I dati: la correlazione tra demografia e instabilità sociale
Secondo i numeri della Banca Mondiale e delle Nazioni Unite, i Paesi con orde di giovani tra i 15 e i 29 anni finiscono in un caos di proteste, rivolte e guerre civili. Prendete la Primavera Araba (2010-2012): in Tunisia, Egitto e Siria, più del 60% della gente aveva meno di 30 anni, con disoccupazione giovanile oltre il 25%, e bam! – una generazione istruita ma esclusa dal e dal potere ha fatto saltare tutto. Un report del United Nations Development Programme (UNDP, 2014) spara che il 40% delle guerre civili dal ’45 è scoppiato dove i giovani dominano. Goldstone nel ’91 ha smontato che, se più del 30-40% della popolazione è un ammasso di giovani adulti, il rischio di rivolte interne schizza alle stelle.

Le teorie sulle rivolte giovanili
Gunnar Heinsohn nel 2003 ha lanciato la bomba con youth bulge: quando i giovani non trovano risorse o opportunità, la lotta per lavoro e potere genera una frustrazione che, con così tanti di loro in giro, sfocia in ribellioni o guerre. Poi c’è Ted Robert Gurr nel ’70 con la sua “frustrazione relativa”: le rivolte partono quando le aspettative dei giovani sbattono contro muri reali, specialmente in Paesi con passato coloniale dove i social media gonfiano sogni di benessere che la realtà – tra barriere culturali e sfruttamento – frantuma. Dal lato antropologico, James C. Scott nel ’90 ha osservato che i giovani, meno incastrati nelle gerarchie vecchie, diventano i ribelli per eccellenza, pronti a sfidare l’ordine mentre i nonni si accontentano.

Implicazioni sociali e politiche
Con una gioventù così instabile, i governi barcollano: alcuni scaricano i giovani verso la migrazione, come in Africa occidentale con fughe verso l’Europa, mentre la Cina butta miliardi in formazione e industria per calmare la folla. In Iran negli anni ’90, con un’ondata di giovani e proteste studentesche, il regime ha giocato a repressione e regali economici, ma i risultati? Un disastro misto.
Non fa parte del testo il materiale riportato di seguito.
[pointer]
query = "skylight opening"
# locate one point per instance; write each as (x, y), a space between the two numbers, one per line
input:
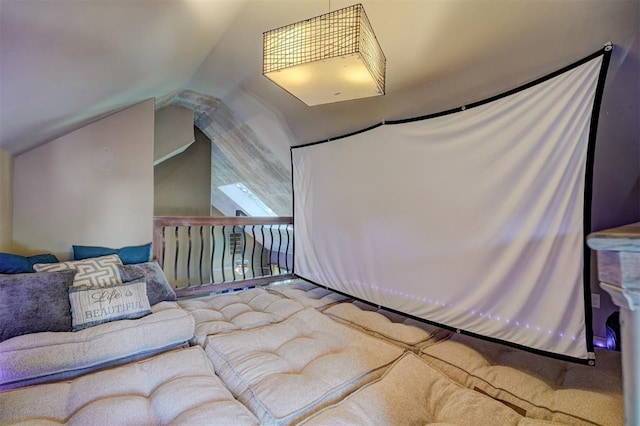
(246, 200)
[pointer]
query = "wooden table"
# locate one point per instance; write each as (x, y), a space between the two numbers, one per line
(618, 254)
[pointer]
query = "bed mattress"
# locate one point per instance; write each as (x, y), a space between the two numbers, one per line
(286, 371)
(536, 386)
(309, 295)
(40, 357)
(174, 388)
(413, 393)
(238, 311)
(402, 331)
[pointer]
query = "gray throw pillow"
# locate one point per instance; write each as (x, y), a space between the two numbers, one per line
(158, 287)
(34, 302)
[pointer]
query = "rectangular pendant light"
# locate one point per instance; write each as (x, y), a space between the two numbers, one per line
(330, 58)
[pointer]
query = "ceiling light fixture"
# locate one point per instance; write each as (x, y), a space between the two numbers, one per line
(330, 58)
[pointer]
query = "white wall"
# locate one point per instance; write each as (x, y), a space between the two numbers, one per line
(6, 201)
(173, 132)
(93, 186)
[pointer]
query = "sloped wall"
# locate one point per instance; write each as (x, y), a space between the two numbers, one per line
(182, 184)
(93, 186)
(6, 201)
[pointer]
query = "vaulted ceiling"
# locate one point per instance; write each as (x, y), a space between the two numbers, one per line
(65, 63)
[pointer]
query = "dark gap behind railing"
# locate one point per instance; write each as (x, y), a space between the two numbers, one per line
(206, 254)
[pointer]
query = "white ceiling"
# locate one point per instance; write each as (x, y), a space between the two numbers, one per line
(64, 63)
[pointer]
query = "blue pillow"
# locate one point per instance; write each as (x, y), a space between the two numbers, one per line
(128, 255)
(16, 264)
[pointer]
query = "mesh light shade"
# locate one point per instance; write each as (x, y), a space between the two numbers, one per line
(330, 58)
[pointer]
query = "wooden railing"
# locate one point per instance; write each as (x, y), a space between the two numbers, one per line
(205, 254)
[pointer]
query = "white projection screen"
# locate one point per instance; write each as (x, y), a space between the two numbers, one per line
(473, 219)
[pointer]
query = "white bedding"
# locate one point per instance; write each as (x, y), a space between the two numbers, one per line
(175, 388)
(39, 357)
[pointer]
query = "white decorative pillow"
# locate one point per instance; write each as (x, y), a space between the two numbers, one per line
(95, 272)
(96, 305)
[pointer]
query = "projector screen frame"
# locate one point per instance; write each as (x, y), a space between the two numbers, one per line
(587, 200)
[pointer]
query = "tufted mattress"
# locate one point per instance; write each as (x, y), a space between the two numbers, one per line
(177, 387)
(238, 311)
(534, 385)
(399, 330)
(309, 295)
(286, 371)
(46, 356)
(413, 393)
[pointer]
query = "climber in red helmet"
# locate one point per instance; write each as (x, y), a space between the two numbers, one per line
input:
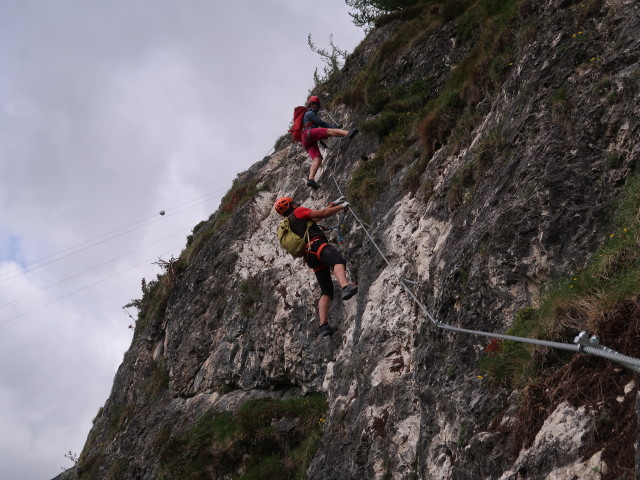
(315, 130)
(319, 254)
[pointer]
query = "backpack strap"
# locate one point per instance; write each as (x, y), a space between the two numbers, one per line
(318, 251)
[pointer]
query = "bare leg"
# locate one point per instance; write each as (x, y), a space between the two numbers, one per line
(337, 132)
(323, 308)
(315, 164)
È una sfida sporca, dove i leader devono decidere se spegnere la miccia o farsi travolgere.

La demografia è determinante?
Okay, gli studi di Goldstone e Heinsohn collegano youth bulge ai conflitti, ma non è una condanna automatica – guarda l’India e l’Indonesia, pieni di giovani una Primavera Araba in casa, o la Germania, vecchia e comunque incasinata. La demografia conta, ma è solo una pedina: uniteci corruzione, repressione e disuguaglianze, e bingo, le rivolte partono. Alla fine, una marea di giovani può essere un tesoro per economia e innovazione, ma solo se c’è lavoro, istruzione e spazio per esprimersi – altrimenti, è solo sul fuoco.